How to Paint Interior Brick
Brick is one of those things that can look really amazing in a home. Unless of course that brick is dirty, discolored or needs a new coat of paint! If you have a brick wall of any kind in your home and it’s starting to look really worn, dirty or old and you want to update it to match the rest of the house or just let it shine on in its own beautiful way, you will make good by painting the brick. Funny, but not a lot of people realize you CAN paint brick, it just takes a little finesse and some patience to do so. Below you will find some generalized steps on how to paint brick, as well as tools and products you will need.
What You Need
- Vacuum cleaner or duster brush
- Soap or detergent
- Lightweight spackling paste
- Regular caulking
- Acrylic primer
- Water based paint
- Lamb wool roller
Cleaning the Brick Wall
As with any paint project, even brick, you have to make sure you have a nice clean surface or the paint won’t stick onto the brick as well. First, use a wire brush to scrub away any dirt and soot, grim and grease, etc. You can then use a shopvac to clean up all the dust and dirt that came off the brick wall. You will also need to wet the wall with some sort of a mixture. Most people swear by a 50/50 combination of water and vinegar, but you can also use detergent for the same results. Just make sure you do this, because it might look clean, but once you use the wet mixture you will see just how dirty it really is! Try not to use soaps or products with trisodium phosphate in them though; this can eat through the brick! Once finished, allow 24 hours before continuing on to the next step.
Repair the Brick
Chances are over the years your brick wall has created some nicks, chips and holes. That’s okay, but make sure you fill these in with something other than paint. Instead, use a really lightweight spackling to paste the smaller holes, dents and cracks and then use caulking for bigger holes, dents and cracks. If possible, try to find textured caulking rather than smooth because when it dries it will look more like the brick than a smooth product.
Primer is a Must!
Make sure that you prime the wall with an acrylic primer. You should be able to just use 1 coat, but if you are finding the mortar and brick is sort of sucking in the primer, wait for the first coat to drive, about 2 hours, and then apply another coat. This happens because unlike most walls, brick is a porous material with lots of little air pockets and pin sized holes that allow the primer to seep in.
Apply Your Paint
Brick walls are very different from regular smooth walls because of the surface, because of this you will need to use a water based paint. Use a roller, preferably a lamb wool or lamb skin roller to paint the paint on. Start from the top and move your way downwards being sure to get into all those little grooves and crevices. In this case, lamb skin or lamb wool rollers work better than other naps, because they are really thick and can hold a lot of paint. On top of that lamb skin or lamb wool naps tend to leave a more textured look with the paint than other naps which works really well to match the surface of the brick.
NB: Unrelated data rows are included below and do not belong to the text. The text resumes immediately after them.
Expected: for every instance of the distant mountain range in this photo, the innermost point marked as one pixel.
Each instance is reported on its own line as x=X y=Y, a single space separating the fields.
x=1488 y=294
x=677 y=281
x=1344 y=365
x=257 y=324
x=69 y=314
As you can see above, this does take a little finesse, but it’s a pretty easy job and well worth it once that paint starts to dry and you begin to see the new color of the wall. There are also some “molds” where you can paint the brick of the wall, but leave the mortar still showing in its original color tone. The way these work is you put the mold against the brick wall – and the openings where you would paint is where the brick is. It’s more work, but if you really love the tone and look of mortar it might be worth the trouble.